Sunday will experience possible showers in the morning but will clear by the afternoon, according to the National Weather Service.
Another storm will move in Monday, but officials said the rain could move out by Monday night.
Cloudy skies are on tap for Christmas Day, and another storm is expected later in the week.
The weather service said snow levels will be around 5,500 feet.
The storms will be stronger along the Central Coast and lose some of their power when they get to Southern California, officials said.
The headline and lede are wrong or at least misleading. Christmas Eve might wind up being wet in Southern California but that's not what the National Weather Service is predicting. Here is a quote from the actual forecast that was issued this morning at 4:36 AM and which has not changed. (The Times piece was posted at 8:14 AM.)
Steady rain with the next system will arrive on the central coast this afternoon… and will reach the Los Angeles basin around midnight.
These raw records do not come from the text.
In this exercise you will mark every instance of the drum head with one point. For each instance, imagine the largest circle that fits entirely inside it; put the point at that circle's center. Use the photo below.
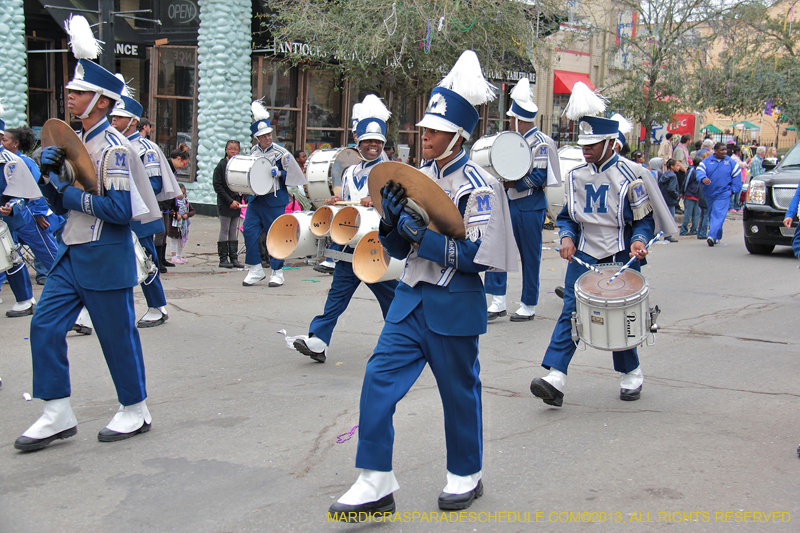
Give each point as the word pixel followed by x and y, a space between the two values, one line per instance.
pixel 511 155
pixel 261 176
pixel 626 284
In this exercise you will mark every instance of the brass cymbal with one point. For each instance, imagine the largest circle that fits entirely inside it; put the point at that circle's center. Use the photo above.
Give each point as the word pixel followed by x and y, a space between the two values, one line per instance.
pixel 443 213
pixel 58 133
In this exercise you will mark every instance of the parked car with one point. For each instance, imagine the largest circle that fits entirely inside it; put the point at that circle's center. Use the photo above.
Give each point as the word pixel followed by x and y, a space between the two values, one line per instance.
pixel 768 198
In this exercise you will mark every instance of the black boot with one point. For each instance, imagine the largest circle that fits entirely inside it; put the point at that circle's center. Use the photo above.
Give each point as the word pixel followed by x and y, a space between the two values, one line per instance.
pixel 233 253
pixel 162 251
pixel 222 250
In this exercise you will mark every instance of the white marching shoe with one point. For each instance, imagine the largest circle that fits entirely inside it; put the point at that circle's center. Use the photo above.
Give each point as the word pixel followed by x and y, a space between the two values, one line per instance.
pixel 84 324
pixel 254 275
pixel 128 421
pixel 23 308
pixel 276 279
pixel 498 307
pixel 57 422
pixel 372 493
pixel 630 385
pixel 314 347
pixel 153 317
pixel 460 491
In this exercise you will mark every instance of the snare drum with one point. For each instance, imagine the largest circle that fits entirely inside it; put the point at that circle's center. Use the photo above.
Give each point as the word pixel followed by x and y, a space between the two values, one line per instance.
pixel 8 250
pixel 505 155
pixel 324 169
pixel 613 316
pixel 249 175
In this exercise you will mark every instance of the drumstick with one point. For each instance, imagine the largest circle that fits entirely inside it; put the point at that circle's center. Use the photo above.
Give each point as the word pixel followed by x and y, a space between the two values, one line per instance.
pixel 634 258
pixel 585 264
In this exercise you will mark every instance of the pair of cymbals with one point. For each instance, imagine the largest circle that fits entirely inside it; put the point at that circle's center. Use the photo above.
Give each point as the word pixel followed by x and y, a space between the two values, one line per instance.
pixel 444 215
pixel 58 133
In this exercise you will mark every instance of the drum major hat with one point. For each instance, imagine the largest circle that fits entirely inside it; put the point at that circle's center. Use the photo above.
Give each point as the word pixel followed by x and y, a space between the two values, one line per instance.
pixel 261 126
pixel 522 104
pixel 89 76
pixel 372 120
pixel 451 107
pixel 584 106
pixel 126 106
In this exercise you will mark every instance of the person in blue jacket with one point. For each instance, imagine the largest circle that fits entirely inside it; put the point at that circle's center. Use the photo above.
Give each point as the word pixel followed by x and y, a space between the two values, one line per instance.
pixel 95 266
pixel 528 205
pixel 791 215
pixel 371 135
pixel 40 223
pixel 264 209
pixel 721 176
pixel 439 309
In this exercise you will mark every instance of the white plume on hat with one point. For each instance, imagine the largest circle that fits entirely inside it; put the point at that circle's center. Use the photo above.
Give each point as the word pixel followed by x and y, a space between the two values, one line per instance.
pixel 466 79
pixel 625 125
pixel 521 93
pixel 372 107
pixel 126 90
pixel 584 102
pixel 259 111
pixel 82 41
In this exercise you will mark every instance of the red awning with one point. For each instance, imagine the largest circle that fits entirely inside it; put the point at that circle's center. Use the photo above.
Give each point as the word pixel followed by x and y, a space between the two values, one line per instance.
pixel 564 81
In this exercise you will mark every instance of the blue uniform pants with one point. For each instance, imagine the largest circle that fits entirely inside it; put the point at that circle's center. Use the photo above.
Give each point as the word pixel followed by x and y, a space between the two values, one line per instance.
pixel 41 242
pixel 343 286
pixel 561 349
pixel 260 216
pixel 154 292
pixel 528 227
pixel 401 354
pixel 114 322
pixel 718 210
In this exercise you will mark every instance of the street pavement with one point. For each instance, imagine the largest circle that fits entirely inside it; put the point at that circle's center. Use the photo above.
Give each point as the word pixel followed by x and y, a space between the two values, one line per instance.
pixel 244 434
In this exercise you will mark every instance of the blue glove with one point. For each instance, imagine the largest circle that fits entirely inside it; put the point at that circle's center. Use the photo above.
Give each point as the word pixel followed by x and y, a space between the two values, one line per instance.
pixel 52 159
pixel 58 181
pixel 393 199
pixel 410 229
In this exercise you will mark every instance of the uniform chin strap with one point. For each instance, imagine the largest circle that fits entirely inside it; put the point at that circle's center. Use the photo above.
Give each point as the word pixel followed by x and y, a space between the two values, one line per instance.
pixel 449 150
pixel 90 107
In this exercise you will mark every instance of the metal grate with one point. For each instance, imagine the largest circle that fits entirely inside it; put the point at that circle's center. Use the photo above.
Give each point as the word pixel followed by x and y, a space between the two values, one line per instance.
pixel 782 196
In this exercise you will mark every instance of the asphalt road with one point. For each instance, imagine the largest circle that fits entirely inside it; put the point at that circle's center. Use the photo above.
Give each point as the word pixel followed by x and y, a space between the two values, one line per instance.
pixel 245 430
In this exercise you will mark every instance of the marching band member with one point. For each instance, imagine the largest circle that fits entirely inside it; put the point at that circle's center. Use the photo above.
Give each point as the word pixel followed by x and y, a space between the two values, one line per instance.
pixel 125 119
pixel 439 309
pixel 608 218
pixel 528 205
pixel 371 136
pixel 263 210
pixel 95 266
pixel 16 185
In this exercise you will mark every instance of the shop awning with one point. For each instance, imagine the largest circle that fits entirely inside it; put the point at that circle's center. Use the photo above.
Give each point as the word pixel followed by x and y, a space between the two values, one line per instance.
pixel 710 128
pixel 122 30
pixel 745 125
pixel 564 81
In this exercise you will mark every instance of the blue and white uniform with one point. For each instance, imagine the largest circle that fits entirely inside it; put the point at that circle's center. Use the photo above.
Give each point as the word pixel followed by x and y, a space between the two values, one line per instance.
pixel 528 205
pixel 96 268
pixel 436 317
pixel 726 179
pixel 345 282
pixel 607 209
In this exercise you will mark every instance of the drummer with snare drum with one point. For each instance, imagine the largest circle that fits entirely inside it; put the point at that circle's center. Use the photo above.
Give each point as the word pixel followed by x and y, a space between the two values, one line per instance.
pixel 608 218
pixel 264 209
pixel 370 132
pixel 528 205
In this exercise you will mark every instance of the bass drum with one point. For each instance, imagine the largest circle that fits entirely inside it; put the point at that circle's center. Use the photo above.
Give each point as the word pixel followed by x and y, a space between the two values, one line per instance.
pixel 505 155
pixel 324 170
pixel 569 157
pixel 249 175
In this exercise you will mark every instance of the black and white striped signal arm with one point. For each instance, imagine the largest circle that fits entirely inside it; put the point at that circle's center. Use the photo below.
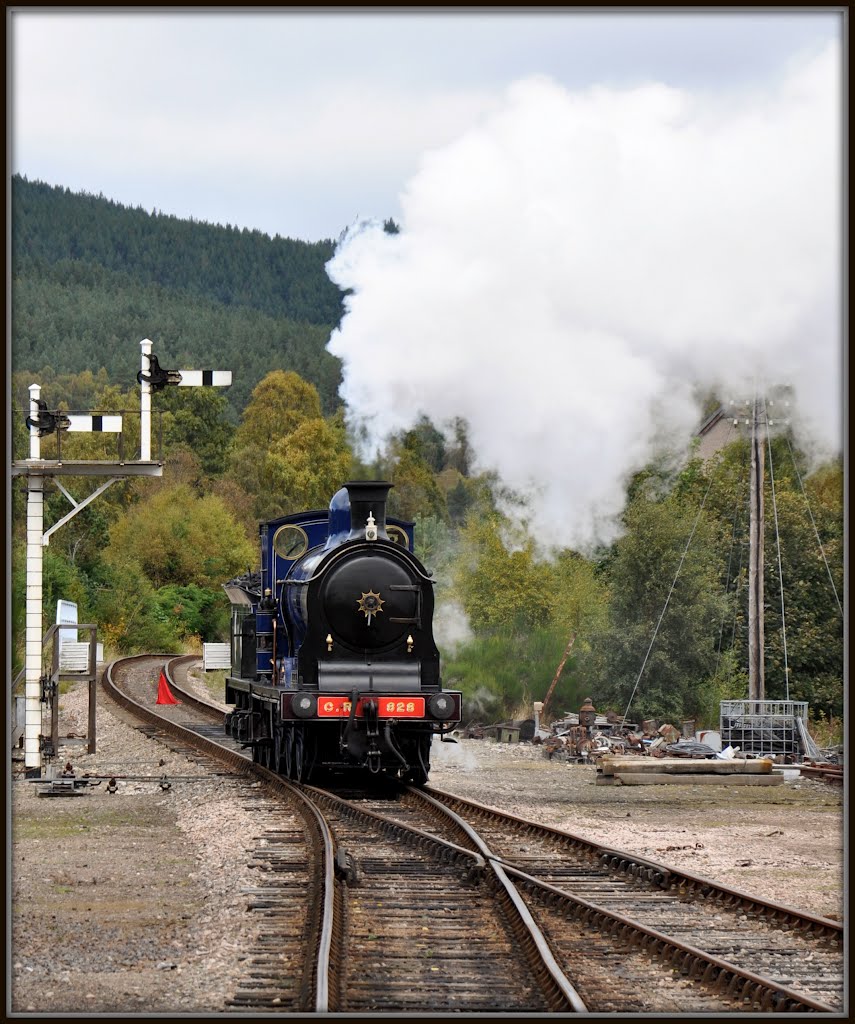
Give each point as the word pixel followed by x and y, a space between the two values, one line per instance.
pixel 48 422
pixel 158 378
pixel 95 424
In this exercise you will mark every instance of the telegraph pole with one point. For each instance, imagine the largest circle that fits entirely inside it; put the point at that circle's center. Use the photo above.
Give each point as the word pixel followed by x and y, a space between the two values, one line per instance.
pixel 36 470
pixel 757 682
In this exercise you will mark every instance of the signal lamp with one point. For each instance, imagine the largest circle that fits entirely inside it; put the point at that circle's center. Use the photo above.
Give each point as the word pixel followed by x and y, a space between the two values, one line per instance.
pixel 304 705
pixel 441 706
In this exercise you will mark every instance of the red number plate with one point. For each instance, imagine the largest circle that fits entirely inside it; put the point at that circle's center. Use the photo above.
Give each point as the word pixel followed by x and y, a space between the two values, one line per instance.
pixel 386 708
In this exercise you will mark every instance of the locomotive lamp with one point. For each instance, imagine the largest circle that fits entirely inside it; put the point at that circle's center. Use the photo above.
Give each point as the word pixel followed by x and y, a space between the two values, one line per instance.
pixel 587 714
pixel 371 527
pixel 441 706
pixel 304 705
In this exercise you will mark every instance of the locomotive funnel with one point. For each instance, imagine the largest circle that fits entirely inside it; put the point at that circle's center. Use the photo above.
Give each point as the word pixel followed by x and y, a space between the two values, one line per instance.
pixel 368 498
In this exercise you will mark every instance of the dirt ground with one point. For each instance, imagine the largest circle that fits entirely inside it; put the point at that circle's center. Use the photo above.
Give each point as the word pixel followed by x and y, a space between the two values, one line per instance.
pixel 133 902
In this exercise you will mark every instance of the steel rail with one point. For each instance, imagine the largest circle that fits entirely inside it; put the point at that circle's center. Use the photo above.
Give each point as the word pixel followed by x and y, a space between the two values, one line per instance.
pixel 204 707
pixel 564 994
pixel 329 921
pixel 653 871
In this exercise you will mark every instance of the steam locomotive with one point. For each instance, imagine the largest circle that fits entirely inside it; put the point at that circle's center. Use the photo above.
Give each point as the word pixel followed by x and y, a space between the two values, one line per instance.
pixel 334 666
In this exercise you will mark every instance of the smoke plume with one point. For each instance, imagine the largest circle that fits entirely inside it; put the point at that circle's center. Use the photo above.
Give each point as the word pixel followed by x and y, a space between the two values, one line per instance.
pixel 570 271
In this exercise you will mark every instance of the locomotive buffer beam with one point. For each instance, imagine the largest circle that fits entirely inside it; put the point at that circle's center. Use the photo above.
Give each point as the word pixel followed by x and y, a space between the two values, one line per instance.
pixel 371 742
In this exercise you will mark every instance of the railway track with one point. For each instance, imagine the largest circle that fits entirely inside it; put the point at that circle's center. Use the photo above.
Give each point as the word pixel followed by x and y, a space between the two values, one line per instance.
pixel 409 900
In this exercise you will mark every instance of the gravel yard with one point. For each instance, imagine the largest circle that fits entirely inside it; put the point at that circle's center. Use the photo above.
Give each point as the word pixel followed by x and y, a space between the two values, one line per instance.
pixel 132 902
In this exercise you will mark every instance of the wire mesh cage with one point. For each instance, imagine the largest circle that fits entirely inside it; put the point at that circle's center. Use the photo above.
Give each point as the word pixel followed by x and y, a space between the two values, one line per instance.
pixel 764 727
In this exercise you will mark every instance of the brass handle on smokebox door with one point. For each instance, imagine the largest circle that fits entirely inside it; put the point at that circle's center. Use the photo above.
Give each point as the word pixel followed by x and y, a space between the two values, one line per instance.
pixel 417 619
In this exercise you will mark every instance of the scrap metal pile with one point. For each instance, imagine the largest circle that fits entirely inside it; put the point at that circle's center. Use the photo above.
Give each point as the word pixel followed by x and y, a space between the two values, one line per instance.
pixel 631 754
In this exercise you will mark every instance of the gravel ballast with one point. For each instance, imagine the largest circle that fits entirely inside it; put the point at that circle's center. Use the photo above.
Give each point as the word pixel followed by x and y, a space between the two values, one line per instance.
pixel 132 902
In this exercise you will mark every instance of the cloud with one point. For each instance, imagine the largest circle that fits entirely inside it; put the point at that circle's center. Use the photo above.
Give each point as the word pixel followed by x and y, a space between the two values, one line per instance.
pixel 574 263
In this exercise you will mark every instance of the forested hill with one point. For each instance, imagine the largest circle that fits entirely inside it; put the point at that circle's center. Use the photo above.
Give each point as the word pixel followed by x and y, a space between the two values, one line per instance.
pixel 91 278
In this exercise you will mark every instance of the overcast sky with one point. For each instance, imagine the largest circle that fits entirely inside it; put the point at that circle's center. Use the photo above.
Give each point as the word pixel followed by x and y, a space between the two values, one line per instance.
pixel 298 124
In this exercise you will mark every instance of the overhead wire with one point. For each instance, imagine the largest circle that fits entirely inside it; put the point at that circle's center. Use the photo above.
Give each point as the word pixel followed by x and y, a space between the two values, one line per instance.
pixel 670 593
pixel 815 528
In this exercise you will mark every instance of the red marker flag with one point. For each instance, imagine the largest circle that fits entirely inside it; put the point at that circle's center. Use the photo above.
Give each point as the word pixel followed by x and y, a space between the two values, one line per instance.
pixel 164 692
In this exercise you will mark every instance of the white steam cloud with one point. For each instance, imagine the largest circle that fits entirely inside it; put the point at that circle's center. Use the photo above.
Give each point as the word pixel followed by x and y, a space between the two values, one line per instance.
pixel 573 266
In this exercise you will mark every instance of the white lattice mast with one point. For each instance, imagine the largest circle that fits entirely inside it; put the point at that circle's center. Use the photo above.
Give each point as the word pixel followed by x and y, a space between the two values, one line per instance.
pixel 145 401
pixel 41 421
pixel 33 648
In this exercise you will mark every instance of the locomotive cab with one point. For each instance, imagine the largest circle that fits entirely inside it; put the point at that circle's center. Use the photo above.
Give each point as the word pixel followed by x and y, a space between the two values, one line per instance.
pixel 334 663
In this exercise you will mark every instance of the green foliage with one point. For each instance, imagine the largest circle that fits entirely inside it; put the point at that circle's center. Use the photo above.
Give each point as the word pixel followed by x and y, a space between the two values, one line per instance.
pixel 685 620
pixel 194 419
pixel 130 620
pixel 416 489
pixel 286 456
pixel 280 276
pixel 503 672
pixel 498 587
pixel 194 611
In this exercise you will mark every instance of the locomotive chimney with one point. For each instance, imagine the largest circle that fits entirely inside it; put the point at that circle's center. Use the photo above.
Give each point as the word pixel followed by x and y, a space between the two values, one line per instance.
pixel 368 498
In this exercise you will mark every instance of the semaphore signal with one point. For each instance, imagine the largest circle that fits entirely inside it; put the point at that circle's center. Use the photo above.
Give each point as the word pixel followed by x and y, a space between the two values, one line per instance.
pixel 43 422
pixel 153 378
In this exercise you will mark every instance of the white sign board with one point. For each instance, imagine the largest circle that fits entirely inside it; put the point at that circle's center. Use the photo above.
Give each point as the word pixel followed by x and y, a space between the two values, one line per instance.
pixel 66 612
pixel 216 655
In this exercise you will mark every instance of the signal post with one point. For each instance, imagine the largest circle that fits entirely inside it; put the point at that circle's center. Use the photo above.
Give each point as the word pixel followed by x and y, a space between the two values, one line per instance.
pixel 35 470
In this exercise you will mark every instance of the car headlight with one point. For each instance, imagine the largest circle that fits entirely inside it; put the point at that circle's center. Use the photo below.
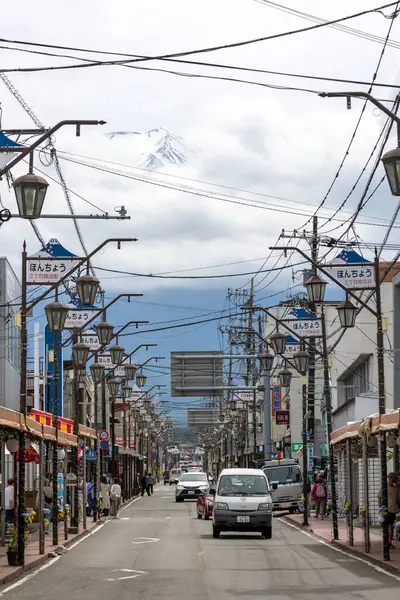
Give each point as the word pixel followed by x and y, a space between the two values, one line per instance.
pixel 265 506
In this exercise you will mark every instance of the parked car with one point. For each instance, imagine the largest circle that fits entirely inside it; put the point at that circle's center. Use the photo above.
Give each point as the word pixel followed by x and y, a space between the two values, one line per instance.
pixel 190 486
pixel 205 506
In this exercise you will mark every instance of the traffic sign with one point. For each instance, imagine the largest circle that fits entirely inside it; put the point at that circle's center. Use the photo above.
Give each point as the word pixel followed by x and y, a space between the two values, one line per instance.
pixel 91 454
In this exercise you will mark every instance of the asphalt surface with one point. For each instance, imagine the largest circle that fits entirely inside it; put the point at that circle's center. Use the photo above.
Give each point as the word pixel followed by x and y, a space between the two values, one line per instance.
pixel 159 549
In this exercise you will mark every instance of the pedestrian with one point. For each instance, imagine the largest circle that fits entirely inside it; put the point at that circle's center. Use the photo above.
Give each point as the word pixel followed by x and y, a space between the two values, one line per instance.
pixel 150 484
pixel 307 491
pixel 393 506
pixel 48 503
pixel 105 496
pixel 9 502
pixel 90 497
pixel 319 495
pixel 143 483
pixel 115 497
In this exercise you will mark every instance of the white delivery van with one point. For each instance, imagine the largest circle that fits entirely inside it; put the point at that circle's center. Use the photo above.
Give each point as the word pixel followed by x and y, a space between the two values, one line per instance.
pixel 242 502
pixel 286 481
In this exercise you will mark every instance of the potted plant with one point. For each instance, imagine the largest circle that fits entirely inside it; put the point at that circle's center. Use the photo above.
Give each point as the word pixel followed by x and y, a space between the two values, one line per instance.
pixel 12 551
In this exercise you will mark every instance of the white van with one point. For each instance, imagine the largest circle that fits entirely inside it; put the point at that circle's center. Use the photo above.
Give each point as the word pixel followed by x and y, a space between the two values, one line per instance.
pixel 242 502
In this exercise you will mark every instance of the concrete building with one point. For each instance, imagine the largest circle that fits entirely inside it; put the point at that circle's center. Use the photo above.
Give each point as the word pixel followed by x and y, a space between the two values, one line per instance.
pixel 10 295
This will be another fairly fast moving system… and rain will end in most areas Monday morning. Dry conditions are forecast for Christmas eve night and Christmas day.
See? The forecast is for the rain to be over Monday morning in most areas and for Christmas Eve night to be dry. But if you read the Times paraphrase, you'd think the N.W.S. was predicting rain for most of Monday with a chance of it ending by Monday night. The difference could matter a lot if you're planning a party for tomorrow evening…as many are.
The L.A. Times is a pretty good paper but like most, it has this idea that reporters have to report, not quote. Instead of just copying the National Weather Service report — which is written in plain, perfectly-understandable English — they have some Times staffer read the exact same bulletin that any of us could find on the web, then rephrase it for no good purpose. This person probably thought of the term "Christmas Eve" as denoting the entire day, which I suppose is technically correct. There is a forecast for rain on Monday, December 24 but most folks will look at the phrase "Wet Christmas Eve" and not understand that the N.W.S. isn't, at this time, predicting rain in the evening.